Veterans report a desire for the Department of Veterans Affairs (VA) to provide services to address all aspects of their recovery (Carlson et al., 2018; Sayer et al., 2010). The VA is the umbrella organization that includes the (a) Veterans Health Administration (VHA), which delivers a variety of health services, and (b) Veterans Benefits Administration (VBA), which administers financial benefits and provides job and education assistance. As part of its mental health services, VHA offers supported employment (Pogoda, Levi, Helmick, & Pugh, 2017), an evidence-based vocational rehabilitation program that helps individuals with disabilities find and maintain competitive, community-based employment (Bond & Drake, 2014; Resnik & Allen, 2007). Relative to other vocational programs, supported employment is associated with higher likelihood of attaining work and higher income (Davis et al., 2018; Twamley et al., 2013). VBA offers Vocational Rehabilitation & Employment (VR&E) services to help with job training through educational assistance and skills training workshops, employment accommodations, and coaching. VBA also offers educational assistance through the Post-9/11 GI Bill, which provides financial support for postsecondary education.

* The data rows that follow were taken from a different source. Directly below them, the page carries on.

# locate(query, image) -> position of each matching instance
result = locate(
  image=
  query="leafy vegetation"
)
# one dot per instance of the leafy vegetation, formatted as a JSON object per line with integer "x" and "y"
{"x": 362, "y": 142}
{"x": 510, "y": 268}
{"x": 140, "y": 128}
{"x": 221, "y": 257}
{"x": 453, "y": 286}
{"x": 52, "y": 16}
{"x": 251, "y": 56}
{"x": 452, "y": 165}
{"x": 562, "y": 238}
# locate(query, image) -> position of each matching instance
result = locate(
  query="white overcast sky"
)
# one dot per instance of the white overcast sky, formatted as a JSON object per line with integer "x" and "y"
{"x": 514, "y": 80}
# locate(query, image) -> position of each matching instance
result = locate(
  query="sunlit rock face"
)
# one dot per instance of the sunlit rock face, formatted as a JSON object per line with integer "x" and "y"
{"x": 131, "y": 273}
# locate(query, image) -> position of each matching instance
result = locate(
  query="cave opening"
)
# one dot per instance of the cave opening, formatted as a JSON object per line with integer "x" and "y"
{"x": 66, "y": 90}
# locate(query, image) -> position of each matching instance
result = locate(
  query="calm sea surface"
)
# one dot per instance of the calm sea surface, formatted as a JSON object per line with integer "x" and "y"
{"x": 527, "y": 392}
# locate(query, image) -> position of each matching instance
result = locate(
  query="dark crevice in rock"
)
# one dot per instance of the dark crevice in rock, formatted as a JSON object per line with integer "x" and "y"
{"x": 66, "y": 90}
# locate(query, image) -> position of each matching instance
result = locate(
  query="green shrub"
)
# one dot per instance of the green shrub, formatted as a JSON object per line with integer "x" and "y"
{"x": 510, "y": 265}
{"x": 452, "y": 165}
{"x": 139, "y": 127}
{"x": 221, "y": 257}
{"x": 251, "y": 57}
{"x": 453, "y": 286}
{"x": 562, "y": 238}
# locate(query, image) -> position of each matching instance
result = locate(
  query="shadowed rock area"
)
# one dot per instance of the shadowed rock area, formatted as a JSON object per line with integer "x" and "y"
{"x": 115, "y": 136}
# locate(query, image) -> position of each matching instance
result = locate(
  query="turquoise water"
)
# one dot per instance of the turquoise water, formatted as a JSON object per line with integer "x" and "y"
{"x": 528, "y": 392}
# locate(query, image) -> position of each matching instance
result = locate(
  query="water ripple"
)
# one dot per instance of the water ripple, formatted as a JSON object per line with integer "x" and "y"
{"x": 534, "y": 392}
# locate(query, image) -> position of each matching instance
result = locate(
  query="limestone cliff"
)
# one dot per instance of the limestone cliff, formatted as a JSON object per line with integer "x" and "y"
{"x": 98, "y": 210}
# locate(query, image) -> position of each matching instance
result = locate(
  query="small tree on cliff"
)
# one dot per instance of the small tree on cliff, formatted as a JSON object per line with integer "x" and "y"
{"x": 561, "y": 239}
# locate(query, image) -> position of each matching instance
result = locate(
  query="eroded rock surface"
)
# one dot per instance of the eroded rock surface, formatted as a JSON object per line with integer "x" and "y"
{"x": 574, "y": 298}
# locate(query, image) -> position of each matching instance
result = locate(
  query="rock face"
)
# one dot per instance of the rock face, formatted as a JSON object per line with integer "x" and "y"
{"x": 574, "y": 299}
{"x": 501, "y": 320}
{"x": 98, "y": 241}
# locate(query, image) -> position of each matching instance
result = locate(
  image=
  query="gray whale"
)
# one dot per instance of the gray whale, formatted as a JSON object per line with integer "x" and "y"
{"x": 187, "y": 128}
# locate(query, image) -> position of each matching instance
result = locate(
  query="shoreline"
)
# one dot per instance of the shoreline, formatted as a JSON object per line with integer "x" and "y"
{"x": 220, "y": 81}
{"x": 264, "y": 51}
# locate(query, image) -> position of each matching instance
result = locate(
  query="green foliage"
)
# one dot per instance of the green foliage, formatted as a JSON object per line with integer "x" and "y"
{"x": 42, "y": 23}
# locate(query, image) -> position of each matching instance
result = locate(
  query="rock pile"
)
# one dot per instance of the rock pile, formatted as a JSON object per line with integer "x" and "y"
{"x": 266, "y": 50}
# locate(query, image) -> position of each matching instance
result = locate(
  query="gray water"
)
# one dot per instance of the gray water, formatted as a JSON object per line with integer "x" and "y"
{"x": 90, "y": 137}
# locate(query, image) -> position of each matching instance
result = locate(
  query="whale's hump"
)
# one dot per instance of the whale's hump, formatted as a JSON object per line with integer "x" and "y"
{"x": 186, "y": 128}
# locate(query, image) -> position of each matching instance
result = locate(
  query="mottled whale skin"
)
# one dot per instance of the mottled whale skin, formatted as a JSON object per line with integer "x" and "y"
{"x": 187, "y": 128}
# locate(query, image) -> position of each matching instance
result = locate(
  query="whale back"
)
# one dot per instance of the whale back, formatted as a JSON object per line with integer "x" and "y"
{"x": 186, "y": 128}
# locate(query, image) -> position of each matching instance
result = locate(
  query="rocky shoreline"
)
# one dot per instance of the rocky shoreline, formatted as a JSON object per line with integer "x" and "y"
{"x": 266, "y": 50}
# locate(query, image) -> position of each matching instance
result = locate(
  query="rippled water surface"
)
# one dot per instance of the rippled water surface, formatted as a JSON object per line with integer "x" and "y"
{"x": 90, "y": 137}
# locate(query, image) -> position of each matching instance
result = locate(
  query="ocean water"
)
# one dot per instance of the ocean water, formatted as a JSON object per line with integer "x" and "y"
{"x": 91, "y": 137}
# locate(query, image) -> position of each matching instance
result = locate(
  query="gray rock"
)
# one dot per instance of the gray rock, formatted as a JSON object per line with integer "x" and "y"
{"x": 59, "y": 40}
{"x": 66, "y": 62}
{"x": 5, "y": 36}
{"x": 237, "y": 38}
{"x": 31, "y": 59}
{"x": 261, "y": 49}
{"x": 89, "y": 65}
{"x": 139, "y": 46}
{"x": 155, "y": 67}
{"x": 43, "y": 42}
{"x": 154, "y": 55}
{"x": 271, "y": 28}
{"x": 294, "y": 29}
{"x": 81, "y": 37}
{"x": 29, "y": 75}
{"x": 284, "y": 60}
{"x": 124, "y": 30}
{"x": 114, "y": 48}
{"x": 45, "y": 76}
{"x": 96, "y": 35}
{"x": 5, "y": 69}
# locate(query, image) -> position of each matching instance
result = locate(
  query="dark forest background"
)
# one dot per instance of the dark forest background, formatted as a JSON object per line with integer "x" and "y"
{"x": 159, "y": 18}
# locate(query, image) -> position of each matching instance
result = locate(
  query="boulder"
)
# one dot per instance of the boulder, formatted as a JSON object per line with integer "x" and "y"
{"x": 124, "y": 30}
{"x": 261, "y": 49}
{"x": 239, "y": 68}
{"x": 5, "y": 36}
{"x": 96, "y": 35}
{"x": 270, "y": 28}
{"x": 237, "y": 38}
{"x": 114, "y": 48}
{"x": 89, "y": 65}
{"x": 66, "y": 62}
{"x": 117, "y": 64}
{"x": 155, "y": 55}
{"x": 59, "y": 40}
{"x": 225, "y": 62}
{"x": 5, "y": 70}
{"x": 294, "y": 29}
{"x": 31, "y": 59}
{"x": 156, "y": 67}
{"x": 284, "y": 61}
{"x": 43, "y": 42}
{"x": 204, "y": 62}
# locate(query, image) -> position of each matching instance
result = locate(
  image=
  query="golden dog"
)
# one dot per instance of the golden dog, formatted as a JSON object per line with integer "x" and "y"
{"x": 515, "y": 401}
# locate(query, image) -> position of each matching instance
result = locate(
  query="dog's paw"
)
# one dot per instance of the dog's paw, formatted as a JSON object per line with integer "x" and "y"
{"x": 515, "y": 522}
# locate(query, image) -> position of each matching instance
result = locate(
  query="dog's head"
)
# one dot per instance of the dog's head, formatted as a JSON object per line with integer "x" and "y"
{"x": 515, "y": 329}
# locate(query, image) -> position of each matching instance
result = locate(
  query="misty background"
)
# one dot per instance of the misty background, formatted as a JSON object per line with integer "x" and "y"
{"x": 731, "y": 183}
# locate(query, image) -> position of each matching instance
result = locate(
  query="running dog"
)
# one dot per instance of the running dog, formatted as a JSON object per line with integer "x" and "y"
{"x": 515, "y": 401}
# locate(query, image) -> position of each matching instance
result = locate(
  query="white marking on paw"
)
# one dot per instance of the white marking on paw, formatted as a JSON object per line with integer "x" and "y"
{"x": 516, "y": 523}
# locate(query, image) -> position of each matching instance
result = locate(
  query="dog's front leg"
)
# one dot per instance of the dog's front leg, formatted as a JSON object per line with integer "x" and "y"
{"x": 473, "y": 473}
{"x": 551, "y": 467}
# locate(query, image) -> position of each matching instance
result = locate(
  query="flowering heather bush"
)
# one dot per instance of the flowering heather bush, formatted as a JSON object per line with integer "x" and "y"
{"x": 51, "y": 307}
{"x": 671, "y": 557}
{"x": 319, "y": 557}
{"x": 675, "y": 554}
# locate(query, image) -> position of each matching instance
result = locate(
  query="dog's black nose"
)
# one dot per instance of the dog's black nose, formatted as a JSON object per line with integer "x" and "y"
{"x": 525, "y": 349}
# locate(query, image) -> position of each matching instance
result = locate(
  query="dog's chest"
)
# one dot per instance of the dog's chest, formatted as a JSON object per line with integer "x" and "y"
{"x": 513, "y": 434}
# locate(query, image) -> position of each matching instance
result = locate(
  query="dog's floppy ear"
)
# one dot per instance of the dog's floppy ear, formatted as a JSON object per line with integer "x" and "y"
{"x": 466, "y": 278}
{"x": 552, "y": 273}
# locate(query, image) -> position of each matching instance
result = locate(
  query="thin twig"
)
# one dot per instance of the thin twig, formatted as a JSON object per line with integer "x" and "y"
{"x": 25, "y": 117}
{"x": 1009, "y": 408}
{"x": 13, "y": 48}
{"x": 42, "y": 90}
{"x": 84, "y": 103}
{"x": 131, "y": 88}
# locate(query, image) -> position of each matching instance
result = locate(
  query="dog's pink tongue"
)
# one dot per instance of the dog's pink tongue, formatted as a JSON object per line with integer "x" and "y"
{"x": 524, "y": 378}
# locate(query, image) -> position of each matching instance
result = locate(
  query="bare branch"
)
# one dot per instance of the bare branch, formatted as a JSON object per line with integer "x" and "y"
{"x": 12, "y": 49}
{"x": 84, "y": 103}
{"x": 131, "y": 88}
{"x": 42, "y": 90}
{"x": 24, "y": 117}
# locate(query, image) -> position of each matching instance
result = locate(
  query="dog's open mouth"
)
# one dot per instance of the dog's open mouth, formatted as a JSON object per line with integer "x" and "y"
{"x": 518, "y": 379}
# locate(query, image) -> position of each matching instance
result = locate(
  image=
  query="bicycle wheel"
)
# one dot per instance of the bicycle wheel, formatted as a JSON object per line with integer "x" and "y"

Recently, VA rolled out the Whole Health approach (Gaudet & Kligler, 2019), which recognizes that health is strongly linked with social supports and activities that bring personal fulfillment, including education and meaningful employment (Administration VH, 2016). The emphasis on Whole Health presents an opportunity for the VA to develop policies to meet the cross-cutting health, educational, and vocational needs of veterans with service-related injuries. However, these needs are not always addressed in a systematic and coordinated manner. Delivery of these services is compartmentalized within distinct VA divisions (i.e., VHA and VBA) and across different program offices within these divisions, which impedes coordinated approaches to care. In addition, few eligible veterans with service-related disabilities use vocational rehabilitation services (Abraham, Ganoczy, Yosef, Resnick, & Zivin, 2014). To effectively meet the needs of veterans with disabilities, VA needs to identify approaches to coordinate the delivery of existing health and vocational services.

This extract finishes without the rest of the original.